Skip to content

Import Dataset

graph LR
  A(UI)     --> |HTTP| D;
  B(Python) --> |HTTP| D(Data Service);
  D         --> |JDBC| E[(Data Database)];

A user wants to import a static dataset (e.g. from a .csv file). In this action, a table will be created in the database.

Importing a dataset required at least write-own access, see Database Access. If you are the owner of the database, you are good to go by default.

UI

Click on "Create Table" in the database toolbar at the top. Then give the table a name, optional description (this can be added at a later point as well) and set the visibility settings for transparency and insights. In this example the dataset will be fully visible to the world.

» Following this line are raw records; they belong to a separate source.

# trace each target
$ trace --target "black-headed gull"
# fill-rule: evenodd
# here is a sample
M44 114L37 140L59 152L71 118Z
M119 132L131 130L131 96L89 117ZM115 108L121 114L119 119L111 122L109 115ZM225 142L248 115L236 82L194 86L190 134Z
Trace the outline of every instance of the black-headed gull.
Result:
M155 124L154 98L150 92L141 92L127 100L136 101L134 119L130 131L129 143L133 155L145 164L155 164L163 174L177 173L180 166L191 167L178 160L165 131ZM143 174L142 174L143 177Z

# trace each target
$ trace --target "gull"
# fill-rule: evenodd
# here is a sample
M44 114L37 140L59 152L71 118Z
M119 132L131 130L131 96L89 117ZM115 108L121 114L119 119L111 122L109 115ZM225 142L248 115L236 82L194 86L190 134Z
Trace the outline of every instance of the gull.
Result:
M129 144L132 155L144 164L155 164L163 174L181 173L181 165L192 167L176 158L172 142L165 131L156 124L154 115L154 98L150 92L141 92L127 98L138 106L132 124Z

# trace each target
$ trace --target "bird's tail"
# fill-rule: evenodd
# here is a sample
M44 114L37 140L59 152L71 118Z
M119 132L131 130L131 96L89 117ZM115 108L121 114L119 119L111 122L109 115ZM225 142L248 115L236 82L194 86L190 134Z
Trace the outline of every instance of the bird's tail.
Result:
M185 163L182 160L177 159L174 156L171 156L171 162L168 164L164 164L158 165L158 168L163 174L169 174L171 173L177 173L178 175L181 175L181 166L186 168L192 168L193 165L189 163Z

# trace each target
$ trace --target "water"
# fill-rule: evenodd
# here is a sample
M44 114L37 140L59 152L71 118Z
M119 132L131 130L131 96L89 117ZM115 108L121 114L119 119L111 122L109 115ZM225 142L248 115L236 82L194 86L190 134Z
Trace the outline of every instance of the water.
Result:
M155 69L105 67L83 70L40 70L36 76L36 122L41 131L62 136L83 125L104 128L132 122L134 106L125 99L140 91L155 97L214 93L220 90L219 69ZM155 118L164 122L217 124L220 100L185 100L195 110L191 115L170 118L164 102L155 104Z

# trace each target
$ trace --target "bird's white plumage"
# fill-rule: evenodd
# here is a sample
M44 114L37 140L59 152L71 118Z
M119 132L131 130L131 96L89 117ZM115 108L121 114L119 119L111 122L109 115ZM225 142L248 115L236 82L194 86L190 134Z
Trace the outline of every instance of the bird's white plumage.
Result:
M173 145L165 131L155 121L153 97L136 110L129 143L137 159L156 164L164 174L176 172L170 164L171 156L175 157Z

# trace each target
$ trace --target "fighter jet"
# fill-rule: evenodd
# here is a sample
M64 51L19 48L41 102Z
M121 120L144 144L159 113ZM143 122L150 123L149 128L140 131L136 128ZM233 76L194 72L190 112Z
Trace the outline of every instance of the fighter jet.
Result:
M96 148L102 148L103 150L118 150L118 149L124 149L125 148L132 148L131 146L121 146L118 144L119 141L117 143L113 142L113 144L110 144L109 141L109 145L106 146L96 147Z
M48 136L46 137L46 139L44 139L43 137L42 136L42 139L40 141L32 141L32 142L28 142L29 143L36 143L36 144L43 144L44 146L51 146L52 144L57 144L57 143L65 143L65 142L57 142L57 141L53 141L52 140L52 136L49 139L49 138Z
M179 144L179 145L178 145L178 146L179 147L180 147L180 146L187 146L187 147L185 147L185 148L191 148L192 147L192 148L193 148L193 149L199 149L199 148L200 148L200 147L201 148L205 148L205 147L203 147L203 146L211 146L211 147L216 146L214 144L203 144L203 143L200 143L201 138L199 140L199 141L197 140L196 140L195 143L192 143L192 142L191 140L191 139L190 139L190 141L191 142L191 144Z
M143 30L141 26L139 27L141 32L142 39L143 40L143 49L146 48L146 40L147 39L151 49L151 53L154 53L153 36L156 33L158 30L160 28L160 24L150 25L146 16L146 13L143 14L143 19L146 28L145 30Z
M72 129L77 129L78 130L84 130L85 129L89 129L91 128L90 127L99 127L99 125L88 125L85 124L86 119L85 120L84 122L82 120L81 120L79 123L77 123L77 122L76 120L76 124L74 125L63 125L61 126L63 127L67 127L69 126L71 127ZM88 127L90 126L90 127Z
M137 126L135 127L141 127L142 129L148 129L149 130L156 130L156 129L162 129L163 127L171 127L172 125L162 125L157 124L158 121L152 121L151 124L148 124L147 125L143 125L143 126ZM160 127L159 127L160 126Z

In the next step, provide the dataset structure, the default will be sufficient for most cases.

Select the column separator according to your CSV file (open it in a text editor to make sure, this prevents most errors).

The first line of a CSV usually contains the column names, if that is not the case, select "Data only" to indicate that your CSV does not have a first-line with headers.

Values in a CSV usually are in double quotes when they contain the separator, if your CSV uses a different quote encoding, select the correct one.

Many CSV have a newline character \n at the end of the line. If you are using a special newline encoding, select the correct one from the box.

Finally, select the CSV dataset, it will upload the dataset automatically and analyse the contents to recommend the table structure.

Next, confirm or correct the dataset schema that has been automatically recommended. For example, change the data type if it was incorrectly analysed. You need to select one or more columns to be the primary key that must contain a unique (combination of) values. Typically, this will be a column named id or similar.

The import settings in the import page already takes over the settings from the previous page. You need to click "Import Data". The table now contains the dataset.

Python

Python Compatibility

Ensure that you use the same Python library version as the target instance. For example: if you see 1.9.2 in the bottom left, you need to use the 1.9.2 Python library.

You can import a dataset from a pandas DataFrame via our Python library.

  • Table from Dataset
from dbrepo.RestClient import RestClient
from pandas import DataFrame

df = DataFrame({'some_col': 123})

client = RestClient("http://<hostname>", username="foo", password="bar")
table = client.create_table(<database_id>,
                            "Cool Table",
                            is_public=True,
                            is_schema_public=True,
                            dataframe=df)
print(f"table id: {table.id}")
  • Import Data into existing Table
from dbrepo.RestClient import RestClient
from pandas import DataFrame

df = DataFrame({'some_col': 123})

client = RestClient("http://<hostname>", username="foo", password="bar")
client.import_table_data(<database_id>,
                         table_id='4ce60952-13d3-430f-a2ad-93e4759542a0',
                         dataframe=df)